Objective To identify the incidence of adverse effects caused by morphine 100-170 mug kg(-1) administration during surgery in horses.
Design Retrospective case record analysis (1996-2000).
Animals Eighty-four healthy (ASA 1 or 2) horses, mean age 5.5 +/- 3.1 (SD) years (2 months to 16 years), mean weight 524 +/- 14 kg (100-950).
Methods Physiological data and evidence of complications were collected from the anaesthetic records of all animals anaesthetized with romifidine, ketamine. diazepam and halothane and undergoing laryngeal surgery or orchiectomy at the Royal (Dick) School of Veterinary Studies. Cases were divided into those receiving (group M+; n = 18) and those not receiving morphine (M-; n = 29), and the data compared. Values for heart and respiratory rate and mean arterial pressure were compared at 15-minute intervals between 30 and 120 minutes after induction using ANOXIA for repeated measures. The incidence of intraoperative problems was compared using Fisher's exact test. Recovery scores were compared using Student's unpaired t-test. The records of a further 37 horses undergoing umbilical herniorrhaphy (n = 5), arthroscopy (n = 29) or tarsal arthrodesis (n = 3) were also studied but not analysed statistically due to disparate treatment distribution.

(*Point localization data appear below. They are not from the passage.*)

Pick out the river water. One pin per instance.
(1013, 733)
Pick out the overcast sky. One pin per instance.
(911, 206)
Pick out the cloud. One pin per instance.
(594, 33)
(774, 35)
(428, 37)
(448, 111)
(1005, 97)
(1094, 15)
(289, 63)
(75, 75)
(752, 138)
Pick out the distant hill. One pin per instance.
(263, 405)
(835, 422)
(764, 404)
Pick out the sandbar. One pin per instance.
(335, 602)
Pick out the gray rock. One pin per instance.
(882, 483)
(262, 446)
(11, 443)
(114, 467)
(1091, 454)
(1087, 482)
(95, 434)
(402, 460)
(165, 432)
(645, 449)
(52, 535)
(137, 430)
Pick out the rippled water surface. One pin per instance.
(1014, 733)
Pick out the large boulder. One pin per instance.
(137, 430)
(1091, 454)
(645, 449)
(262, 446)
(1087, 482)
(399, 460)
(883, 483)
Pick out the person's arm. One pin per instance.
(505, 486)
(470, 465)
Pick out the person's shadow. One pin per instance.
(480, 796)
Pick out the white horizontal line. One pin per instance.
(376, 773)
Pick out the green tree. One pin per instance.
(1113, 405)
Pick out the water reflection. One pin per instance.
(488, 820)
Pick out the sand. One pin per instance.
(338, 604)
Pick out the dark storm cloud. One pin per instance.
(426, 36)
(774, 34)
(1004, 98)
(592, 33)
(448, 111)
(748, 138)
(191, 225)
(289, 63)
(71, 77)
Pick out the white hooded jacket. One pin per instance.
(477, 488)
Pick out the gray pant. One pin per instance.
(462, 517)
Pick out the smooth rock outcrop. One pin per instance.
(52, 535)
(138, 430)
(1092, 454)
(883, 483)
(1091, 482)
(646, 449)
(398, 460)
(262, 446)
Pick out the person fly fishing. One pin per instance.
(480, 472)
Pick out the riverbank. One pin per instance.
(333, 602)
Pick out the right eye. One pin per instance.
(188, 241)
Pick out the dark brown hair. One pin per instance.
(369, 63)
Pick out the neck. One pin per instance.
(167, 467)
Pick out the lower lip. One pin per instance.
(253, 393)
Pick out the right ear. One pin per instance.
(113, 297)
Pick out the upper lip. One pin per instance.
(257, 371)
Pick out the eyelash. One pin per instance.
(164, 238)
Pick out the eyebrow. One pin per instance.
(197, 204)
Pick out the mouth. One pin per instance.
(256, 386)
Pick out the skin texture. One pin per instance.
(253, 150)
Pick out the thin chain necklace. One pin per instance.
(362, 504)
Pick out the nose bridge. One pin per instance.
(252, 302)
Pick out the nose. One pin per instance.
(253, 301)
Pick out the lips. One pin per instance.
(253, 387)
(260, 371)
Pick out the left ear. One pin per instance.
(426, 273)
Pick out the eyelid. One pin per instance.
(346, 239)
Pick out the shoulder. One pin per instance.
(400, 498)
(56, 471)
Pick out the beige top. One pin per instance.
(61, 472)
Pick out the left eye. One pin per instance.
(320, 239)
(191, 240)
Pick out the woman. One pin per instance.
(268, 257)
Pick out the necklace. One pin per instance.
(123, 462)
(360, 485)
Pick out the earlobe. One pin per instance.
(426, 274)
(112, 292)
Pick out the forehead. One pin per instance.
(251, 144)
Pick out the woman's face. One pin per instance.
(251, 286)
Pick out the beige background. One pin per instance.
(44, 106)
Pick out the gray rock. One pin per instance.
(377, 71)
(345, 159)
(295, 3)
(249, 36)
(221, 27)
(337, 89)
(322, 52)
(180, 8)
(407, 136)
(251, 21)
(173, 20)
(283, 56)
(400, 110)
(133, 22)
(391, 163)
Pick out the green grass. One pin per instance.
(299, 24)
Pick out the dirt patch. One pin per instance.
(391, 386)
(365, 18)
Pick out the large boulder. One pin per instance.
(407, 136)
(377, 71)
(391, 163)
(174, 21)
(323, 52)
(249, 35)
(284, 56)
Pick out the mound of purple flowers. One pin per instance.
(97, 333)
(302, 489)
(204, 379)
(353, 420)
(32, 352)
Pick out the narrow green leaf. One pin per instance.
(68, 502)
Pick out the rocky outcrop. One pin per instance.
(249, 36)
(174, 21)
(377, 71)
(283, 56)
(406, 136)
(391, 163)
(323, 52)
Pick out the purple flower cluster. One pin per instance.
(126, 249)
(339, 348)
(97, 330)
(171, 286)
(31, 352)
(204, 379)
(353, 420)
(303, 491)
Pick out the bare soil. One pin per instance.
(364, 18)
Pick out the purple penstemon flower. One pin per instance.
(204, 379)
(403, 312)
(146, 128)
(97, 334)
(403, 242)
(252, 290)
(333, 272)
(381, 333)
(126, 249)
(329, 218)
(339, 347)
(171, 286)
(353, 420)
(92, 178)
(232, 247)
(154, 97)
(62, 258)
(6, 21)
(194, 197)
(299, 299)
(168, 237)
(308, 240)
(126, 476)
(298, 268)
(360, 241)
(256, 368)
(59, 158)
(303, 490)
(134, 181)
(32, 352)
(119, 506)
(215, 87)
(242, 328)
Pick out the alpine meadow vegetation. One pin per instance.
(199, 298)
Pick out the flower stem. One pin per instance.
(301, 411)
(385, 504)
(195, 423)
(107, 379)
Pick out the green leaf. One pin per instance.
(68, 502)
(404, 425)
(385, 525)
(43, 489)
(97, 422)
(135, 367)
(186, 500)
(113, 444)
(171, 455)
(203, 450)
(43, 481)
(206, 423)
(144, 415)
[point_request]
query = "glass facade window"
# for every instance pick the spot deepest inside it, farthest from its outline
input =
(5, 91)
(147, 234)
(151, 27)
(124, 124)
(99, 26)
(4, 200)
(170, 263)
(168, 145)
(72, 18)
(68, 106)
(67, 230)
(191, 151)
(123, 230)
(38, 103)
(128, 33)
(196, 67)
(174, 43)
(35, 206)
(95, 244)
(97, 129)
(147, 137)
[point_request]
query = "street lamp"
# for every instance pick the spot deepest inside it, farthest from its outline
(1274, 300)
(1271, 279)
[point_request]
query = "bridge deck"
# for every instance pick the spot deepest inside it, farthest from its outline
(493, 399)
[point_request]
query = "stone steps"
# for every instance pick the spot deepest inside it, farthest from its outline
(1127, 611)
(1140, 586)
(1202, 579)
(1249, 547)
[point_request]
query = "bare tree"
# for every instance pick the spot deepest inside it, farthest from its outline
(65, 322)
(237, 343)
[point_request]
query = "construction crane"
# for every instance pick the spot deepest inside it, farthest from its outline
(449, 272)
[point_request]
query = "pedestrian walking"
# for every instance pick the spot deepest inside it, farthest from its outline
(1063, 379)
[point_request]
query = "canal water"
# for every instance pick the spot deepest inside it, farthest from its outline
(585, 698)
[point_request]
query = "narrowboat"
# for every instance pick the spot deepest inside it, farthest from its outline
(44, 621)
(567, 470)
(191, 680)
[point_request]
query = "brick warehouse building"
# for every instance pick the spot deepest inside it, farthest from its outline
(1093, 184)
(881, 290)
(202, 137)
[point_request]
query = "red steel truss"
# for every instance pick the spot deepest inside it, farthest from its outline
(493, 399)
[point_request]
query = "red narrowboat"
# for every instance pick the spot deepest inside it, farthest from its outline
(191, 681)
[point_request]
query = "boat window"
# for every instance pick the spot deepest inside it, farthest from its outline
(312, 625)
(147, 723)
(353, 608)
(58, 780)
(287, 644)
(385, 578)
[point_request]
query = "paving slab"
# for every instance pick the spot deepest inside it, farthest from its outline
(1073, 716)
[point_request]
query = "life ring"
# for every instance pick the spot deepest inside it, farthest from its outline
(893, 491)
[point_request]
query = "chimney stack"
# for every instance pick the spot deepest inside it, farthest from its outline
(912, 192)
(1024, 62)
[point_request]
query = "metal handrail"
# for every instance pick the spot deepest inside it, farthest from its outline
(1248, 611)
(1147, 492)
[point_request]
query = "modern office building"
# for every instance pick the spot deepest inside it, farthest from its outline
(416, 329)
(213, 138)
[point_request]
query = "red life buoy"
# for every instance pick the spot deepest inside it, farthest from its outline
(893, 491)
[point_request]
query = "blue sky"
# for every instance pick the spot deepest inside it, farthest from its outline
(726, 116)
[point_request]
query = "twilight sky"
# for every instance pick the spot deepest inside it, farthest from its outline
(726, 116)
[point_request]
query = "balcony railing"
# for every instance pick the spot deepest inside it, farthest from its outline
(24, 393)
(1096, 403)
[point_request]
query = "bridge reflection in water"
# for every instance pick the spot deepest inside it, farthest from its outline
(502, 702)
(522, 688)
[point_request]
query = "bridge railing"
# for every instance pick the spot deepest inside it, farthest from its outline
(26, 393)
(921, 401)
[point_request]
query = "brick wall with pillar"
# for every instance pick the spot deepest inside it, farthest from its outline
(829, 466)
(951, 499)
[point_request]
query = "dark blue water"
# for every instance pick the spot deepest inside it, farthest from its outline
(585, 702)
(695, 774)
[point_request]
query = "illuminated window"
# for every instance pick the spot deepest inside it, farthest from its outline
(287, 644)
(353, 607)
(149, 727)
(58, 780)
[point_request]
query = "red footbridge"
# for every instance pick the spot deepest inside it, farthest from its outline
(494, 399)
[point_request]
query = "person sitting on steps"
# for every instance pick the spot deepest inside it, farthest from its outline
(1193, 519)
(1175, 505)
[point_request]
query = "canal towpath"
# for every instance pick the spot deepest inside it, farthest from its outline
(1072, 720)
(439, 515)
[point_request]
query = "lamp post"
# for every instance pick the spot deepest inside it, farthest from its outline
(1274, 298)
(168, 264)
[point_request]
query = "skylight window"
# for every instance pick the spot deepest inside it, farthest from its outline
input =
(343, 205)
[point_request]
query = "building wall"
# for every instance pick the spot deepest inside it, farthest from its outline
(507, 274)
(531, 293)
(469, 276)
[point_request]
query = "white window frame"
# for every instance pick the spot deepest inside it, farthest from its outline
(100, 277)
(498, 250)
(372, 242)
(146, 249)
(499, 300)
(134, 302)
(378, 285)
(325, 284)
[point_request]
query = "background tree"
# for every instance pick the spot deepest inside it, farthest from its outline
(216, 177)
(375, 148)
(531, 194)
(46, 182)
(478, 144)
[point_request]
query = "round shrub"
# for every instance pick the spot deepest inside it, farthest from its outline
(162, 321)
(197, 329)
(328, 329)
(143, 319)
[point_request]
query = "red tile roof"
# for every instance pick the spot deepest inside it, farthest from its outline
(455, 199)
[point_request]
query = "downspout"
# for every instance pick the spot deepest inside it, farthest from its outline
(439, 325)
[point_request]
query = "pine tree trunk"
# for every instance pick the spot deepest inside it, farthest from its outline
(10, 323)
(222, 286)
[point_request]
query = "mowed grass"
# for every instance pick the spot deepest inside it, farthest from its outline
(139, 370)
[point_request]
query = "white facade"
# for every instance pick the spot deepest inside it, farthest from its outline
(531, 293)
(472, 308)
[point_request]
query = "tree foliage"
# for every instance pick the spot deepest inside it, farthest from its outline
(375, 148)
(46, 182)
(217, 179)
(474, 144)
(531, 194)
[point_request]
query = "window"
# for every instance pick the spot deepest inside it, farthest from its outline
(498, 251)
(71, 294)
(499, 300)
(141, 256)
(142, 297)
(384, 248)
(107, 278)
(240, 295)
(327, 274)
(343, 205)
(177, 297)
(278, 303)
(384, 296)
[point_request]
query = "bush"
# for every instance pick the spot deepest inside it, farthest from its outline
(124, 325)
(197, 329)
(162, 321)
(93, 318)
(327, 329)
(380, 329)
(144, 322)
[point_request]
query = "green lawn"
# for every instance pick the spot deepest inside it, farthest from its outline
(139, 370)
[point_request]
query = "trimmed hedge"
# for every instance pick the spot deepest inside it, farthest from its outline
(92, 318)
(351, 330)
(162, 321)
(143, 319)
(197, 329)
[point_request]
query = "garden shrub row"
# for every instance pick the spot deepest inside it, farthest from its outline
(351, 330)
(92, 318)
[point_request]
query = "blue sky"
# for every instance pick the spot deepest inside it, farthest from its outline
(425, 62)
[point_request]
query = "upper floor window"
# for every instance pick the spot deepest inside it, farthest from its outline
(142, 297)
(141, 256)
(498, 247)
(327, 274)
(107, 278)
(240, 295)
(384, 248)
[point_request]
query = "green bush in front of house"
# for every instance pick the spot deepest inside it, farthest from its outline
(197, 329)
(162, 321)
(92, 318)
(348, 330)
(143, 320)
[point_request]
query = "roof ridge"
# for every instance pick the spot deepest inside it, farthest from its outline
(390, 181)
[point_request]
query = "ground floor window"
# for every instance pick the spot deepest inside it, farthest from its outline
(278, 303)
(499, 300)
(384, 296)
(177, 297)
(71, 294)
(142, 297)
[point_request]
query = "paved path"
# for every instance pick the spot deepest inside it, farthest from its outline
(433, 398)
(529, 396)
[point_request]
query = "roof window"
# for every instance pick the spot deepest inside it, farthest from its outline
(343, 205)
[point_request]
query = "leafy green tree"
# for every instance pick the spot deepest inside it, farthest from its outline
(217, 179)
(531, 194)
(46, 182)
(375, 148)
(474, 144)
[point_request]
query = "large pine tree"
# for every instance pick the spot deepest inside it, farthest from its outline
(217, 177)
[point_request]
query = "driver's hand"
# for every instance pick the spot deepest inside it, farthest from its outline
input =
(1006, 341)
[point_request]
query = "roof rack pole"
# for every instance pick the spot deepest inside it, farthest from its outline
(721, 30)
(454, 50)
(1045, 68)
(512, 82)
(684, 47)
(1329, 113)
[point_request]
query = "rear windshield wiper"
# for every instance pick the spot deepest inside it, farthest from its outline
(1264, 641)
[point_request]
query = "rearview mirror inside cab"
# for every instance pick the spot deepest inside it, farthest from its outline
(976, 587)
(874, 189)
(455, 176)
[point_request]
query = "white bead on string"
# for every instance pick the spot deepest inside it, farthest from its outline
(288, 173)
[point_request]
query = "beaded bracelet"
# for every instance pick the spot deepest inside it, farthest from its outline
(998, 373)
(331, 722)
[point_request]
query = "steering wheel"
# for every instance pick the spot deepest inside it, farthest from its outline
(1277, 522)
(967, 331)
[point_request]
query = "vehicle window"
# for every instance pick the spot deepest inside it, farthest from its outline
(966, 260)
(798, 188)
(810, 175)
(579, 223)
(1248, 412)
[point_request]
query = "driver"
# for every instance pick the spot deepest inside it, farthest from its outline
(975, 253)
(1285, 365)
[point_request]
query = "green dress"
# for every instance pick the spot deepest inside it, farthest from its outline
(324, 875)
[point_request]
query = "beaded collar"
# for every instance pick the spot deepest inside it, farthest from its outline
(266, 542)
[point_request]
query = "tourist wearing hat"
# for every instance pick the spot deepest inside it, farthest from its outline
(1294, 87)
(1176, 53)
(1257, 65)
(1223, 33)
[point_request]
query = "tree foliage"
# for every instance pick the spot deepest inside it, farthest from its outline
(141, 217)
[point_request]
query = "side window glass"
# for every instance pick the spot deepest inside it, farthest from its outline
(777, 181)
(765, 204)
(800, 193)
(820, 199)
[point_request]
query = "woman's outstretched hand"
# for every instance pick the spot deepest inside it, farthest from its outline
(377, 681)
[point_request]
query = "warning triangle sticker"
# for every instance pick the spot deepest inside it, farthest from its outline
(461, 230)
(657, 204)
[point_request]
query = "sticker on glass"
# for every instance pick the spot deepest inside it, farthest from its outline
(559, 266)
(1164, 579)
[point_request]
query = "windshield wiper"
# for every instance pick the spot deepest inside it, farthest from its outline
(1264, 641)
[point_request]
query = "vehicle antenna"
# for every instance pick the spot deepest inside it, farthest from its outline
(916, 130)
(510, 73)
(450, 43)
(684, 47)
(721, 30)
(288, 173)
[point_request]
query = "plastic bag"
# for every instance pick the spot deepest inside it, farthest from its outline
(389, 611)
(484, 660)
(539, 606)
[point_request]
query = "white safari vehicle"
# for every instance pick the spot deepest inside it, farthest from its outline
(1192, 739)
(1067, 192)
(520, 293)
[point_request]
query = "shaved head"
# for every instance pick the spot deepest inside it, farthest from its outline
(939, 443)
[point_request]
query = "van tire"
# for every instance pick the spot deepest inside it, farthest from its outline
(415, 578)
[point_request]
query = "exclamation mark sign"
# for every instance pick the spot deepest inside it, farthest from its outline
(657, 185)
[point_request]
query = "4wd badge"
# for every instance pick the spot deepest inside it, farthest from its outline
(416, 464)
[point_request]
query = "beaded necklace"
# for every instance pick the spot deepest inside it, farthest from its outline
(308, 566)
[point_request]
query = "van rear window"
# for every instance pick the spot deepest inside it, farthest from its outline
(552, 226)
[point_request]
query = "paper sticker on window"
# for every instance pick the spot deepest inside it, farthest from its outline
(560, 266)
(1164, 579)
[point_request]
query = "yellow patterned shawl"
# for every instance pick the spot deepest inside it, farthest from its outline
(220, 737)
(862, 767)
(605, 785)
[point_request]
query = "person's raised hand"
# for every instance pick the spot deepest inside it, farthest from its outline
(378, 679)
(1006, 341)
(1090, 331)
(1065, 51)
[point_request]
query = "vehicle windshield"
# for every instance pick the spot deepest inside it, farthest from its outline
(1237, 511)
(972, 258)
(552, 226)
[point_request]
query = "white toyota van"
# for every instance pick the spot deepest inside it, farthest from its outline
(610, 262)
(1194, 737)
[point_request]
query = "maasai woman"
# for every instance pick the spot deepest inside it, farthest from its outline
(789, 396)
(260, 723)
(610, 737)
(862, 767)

Results There were no significant differences between the M+ and M- groups. The incidence of post-operative complications such as box-walking and colic were similar in each group.
Conclusions Morphine doses of 100-170 mug kg(-1) do not increase the risk of problems when used to provide perioperative analgesia in horses anaesthetized with romifidine, ketamine. diazepam and halothane.
Clinical relevance Morphine provides an acceptable and relatively inexpensive way to provide perioperative analgesia in horses.